Maintenance immunosuppression after kidney allograft failure was associated with a greater incidence of infection, while weaning of immunosuppression commonly resulted in symptomatic rejection with fever mimicking infection on presentation. Management of the failed allograft should include planning to avoid both infection and sensitizing events.

摘要

背景

肾移植失败后返回透析治疗的患者发病率和再移植率较高。在观察到失败后经常因发热住院后,人们假设维持失败的同种异体移植物的免疫抑制会增加感染的风险,而逐渐减少免疫抑制可能会导致类似感染的症状性排斥反应。

方法

分析了 186 例肾移植失败患者在同种异体移植物失败后 6 个月内因发热住院的发生率。根据入院前是否存在完全免疫抑制(低剂量泼尼松)或无免疫抑制,将患者分层。

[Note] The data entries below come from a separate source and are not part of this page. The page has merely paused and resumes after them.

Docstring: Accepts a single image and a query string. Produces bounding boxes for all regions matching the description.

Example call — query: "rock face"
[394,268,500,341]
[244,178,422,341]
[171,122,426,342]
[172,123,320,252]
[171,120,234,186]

随后确定了记录的感染和肾切除术的发生率以及患者的存活率。

结果

同种异体移植物失败后 6 个月内发热住院很常见,总体发生率为 44%。然而,在入院前已逐渐减少免疫抑制的发热住院患者中,仅有 38%有记录的感染。相比之下,88%接受免疫抑制的患者有记录的感染(P<0.001)。在这两组患者中,透析导管相关感染是最常见的感染源。在没有感染的住院患者中,有 81%行同种异体肾切除术,而有记录的感染患者中仅为 30%(P<0.001)。同时患有胰腺移植或有记录的感染的患者,其死亡风险明显更高。

结论

肾移植失败后维持免疫抑制与感染发生率增加有关,而逐渐减少免疫抑制通常会导致发热的症状性排斥反应,表现为类似于感染的症状。对失败的同种异体移植物的管理应包括计划避免感染和致敏事件。